Sydney Brenner

Sydney Brenner, CH ( born January 13, 1927 in Germiston, South Africa ) is a British biologist who, together with H. Robert Horvitz and John E. Sulston was awarded the Nobel Prize for Medicine and Physiology in 2002. The researchers were honored for their work in the field of " genetic regulation of organ development and programmed cell death ."

Brenner, was born as the son of Jewish immigrants in Germiston, South Africa, studied at the University of Witwatersrand in South Africa Medicine and completed his doctorate in 1954 at Exeter College, Oxford University in the subject " Physical Chemistry ". After a short time in a chemical laboratory in 1956, he moved to the MRC Laboratory of Molecular Biology in Cambridge. There he devoted himself to the molecular biology and was in 1979, also head of the relevant department, seven years later, he became director of the molecular genetics department of the Institute, which he directed until 1991. From 1996 to 2000 he did research as President and Director of Science at the molecular Scientific Institute La Jolla and Berkeley, California. Currently, he is working at Janelia Farm Research Campus in Ashburn, Virginia.
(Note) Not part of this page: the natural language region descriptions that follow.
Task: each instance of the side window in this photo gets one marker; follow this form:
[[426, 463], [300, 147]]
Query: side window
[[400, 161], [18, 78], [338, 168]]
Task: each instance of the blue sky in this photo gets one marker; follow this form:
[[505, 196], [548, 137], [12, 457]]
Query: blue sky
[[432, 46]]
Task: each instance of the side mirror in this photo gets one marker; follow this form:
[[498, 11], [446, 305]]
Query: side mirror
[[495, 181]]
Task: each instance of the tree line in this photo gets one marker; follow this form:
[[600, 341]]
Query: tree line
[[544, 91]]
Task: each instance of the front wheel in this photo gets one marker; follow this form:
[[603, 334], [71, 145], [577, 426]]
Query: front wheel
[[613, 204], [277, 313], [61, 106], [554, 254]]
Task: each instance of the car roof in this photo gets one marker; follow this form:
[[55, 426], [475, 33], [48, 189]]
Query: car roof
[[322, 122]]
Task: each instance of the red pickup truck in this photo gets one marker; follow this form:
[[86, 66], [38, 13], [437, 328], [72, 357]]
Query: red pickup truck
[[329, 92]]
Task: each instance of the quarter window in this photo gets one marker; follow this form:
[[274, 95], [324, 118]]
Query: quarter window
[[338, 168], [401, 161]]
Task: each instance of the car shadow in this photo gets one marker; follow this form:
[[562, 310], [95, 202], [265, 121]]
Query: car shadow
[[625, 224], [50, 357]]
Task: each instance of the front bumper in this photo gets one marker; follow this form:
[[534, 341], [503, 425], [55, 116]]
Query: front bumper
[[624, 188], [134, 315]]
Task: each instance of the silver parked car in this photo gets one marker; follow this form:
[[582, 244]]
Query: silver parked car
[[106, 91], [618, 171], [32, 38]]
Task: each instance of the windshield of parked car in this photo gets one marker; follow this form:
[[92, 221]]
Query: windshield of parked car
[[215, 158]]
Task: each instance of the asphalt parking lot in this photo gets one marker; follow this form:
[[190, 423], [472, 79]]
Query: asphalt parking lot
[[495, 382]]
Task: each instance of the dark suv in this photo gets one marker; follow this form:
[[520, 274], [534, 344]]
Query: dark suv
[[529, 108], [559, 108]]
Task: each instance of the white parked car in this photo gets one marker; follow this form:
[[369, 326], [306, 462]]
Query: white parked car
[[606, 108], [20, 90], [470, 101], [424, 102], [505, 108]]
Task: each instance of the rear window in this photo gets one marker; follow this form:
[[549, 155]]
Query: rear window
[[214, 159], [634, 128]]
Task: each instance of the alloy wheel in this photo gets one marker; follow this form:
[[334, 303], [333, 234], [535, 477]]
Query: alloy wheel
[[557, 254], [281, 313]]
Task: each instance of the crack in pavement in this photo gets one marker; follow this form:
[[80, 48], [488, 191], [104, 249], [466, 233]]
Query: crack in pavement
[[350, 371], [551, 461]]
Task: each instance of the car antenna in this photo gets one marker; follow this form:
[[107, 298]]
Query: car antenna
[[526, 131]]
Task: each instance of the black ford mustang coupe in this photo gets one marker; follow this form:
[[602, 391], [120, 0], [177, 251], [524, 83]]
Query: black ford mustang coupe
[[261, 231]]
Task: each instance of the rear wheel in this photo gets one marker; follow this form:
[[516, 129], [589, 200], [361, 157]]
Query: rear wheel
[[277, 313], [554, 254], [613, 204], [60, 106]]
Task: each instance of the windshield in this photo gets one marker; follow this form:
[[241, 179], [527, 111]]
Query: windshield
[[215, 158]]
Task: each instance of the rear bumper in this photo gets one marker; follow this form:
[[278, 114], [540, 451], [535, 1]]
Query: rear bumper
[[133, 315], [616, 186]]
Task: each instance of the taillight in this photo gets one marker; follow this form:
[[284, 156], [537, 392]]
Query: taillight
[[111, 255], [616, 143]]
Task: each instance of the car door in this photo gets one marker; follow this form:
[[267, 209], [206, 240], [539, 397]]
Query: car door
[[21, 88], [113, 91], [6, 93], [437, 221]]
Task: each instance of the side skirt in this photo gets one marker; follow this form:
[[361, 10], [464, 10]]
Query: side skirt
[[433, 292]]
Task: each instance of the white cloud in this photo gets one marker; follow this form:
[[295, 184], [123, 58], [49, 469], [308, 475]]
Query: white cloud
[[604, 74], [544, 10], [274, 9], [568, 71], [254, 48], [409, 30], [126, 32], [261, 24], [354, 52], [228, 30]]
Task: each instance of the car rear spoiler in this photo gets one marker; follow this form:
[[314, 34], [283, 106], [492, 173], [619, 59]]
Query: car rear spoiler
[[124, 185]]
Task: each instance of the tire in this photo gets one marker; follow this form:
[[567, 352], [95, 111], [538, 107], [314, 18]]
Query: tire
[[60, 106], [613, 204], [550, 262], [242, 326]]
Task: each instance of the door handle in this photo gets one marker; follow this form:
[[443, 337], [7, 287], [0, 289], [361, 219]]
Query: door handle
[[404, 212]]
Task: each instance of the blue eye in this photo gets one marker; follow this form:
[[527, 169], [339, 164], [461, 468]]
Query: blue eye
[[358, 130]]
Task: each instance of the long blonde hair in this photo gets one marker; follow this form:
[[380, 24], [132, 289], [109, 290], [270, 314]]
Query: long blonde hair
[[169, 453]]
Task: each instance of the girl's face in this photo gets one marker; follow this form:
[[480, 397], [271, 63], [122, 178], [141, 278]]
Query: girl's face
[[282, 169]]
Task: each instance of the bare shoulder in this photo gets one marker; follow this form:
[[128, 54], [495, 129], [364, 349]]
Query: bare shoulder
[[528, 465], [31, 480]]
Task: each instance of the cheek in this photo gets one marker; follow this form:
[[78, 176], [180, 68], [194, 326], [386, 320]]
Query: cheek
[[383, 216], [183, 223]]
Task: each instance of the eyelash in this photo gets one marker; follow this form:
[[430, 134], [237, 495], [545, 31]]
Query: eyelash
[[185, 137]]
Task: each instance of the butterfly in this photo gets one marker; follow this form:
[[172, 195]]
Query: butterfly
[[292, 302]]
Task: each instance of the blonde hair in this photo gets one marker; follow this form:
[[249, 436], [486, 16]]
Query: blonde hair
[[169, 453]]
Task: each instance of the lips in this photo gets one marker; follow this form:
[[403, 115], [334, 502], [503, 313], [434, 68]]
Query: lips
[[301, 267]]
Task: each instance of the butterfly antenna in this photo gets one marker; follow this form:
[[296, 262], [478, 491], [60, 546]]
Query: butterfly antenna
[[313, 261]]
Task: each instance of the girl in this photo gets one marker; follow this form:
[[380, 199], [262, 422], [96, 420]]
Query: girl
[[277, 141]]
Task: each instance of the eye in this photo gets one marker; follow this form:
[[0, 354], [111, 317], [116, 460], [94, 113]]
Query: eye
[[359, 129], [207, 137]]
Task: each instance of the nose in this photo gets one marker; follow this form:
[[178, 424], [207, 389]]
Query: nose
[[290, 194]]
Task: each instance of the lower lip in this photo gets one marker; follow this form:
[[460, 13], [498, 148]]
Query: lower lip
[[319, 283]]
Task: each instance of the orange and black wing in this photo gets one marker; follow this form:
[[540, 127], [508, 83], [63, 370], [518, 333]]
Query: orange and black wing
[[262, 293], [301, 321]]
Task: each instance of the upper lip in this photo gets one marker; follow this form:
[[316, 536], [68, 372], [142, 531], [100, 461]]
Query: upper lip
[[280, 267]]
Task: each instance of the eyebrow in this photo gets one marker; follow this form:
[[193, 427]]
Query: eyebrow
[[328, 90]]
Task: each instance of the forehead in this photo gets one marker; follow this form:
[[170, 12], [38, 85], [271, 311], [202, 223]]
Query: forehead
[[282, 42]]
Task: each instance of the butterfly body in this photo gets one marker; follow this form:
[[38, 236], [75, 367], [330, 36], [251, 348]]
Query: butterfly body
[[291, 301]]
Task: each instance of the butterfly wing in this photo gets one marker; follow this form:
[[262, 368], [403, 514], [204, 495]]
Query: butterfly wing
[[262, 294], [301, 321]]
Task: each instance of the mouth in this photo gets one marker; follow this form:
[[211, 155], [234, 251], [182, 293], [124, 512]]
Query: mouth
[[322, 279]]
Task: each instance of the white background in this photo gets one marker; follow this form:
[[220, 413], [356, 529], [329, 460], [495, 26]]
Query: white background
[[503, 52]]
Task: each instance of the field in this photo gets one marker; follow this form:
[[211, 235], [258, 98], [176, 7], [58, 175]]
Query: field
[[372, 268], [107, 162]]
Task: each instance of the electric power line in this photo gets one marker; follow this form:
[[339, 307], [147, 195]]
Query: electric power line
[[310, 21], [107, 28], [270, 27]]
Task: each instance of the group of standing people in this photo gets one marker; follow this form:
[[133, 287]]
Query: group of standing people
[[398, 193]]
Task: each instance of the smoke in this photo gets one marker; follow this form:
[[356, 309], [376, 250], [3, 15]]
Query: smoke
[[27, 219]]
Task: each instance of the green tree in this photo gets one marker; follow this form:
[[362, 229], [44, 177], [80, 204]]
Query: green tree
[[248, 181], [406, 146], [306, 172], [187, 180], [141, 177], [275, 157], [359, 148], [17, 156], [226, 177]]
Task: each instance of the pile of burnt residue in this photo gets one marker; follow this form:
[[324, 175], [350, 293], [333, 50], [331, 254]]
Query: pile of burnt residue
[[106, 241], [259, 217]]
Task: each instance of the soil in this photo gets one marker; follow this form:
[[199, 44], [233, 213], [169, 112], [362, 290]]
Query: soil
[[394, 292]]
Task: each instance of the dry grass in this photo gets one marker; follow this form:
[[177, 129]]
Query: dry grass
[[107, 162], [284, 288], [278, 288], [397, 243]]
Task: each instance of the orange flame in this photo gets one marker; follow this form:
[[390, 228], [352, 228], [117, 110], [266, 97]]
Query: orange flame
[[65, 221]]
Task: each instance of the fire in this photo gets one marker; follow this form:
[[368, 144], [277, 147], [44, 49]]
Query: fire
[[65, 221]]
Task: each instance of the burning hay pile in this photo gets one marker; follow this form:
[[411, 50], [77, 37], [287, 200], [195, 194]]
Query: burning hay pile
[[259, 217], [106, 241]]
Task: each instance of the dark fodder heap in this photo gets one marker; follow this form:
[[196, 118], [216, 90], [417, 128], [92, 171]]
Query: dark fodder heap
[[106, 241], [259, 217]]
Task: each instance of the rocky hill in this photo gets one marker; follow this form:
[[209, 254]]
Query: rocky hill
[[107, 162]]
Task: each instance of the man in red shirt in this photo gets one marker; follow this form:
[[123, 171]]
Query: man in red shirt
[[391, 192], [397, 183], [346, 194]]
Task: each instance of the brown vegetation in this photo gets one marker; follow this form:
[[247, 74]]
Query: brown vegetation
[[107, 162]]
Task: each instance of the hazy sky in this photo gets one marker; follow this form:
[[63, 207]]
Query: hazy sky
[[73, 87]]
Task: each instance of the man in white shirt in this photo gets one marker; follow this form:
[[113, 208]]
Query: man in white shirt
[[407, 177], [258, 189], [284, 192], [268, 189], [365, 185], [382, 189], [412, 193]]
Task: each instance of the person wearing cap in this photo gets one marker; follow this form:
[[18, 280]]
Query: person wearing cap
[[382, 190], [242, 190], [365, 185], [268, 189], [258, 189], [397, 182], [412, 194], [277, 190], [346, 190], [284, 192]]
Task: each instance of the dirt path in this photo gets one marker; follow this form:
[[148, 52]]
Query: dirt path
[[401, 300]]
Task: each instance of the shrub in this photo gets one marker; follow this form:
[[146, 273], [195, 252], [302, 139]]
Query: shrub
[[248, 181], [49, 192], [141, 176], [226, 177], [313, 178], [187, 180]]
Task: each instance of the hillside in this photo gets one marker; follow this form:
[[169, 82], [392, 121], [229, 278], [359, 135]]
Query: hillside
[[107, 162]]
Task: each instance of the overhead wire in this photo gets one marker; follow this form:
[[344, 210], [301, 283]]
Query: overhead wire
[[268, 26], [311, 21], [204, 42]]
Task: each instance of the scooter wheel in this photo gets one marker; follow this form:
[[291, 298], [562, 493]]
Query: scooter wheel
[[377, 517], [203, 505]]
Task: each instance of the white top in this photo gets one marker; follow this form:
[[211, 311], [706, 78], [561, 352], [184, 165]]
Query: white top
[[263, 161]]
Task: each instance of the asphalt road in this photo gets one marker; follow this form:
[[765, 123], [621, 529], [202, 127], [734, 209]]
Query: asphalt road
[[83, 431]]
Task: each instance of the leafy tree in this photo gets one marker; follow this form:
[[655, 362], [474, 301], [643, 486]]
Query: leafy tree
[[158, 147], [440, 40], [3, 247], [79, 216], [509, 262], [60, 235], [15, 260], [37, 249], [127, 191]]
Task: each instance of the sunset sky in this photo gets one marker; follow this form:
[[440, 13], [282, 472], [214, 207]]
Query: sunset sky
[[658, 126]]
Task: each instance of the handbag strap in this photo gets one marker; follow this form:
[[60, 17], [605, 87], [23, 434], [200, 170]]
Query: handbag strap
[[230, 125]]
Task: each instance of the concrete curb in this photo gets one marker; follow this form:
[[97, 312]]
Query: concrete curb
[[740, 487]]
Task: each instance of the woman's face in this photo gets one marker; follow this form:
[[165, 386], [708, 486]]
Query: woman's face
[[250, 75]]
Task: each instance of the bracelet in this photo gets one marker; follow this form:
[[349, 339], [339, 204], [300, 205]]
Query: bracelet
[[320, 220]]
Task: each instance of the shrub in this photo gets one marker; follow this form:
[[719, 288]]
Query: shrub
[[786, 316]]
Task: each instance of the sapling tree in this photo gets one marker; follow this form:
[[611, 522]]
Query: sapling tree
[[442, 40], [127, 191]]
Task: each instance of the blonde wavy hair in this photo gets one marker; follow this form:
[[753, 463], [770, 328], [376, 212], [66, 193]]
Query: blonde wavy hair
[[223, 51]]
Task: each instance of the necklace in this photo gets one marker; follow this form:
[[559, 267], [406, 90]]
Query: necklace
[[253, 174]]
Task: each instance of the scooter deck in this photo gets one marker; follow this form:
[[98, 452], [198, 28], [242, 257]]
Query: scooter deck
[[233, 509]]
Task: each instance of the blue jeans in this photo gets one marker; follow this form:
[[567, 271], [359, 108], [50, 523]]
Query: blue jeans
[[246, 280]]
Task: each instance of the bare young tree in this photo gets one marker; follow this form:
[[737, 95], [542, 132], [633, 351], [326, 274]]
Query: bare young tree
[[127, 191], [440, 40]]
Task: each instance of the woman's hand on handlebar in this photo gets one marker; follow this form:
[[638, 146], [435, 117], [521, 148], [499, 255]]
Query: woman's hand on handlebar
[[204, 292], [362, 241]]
Brenner established the nematode Caenorhabditis elegans as a model organism and studied the organ development and the development of the nervous system. Using C. elegans and the first genes, which play an important role in apoptosis have been described. Already in the 1960s, he had contributed to the elucidation of the genetic code, when he discovered the frameshift mutations, together with colleagues.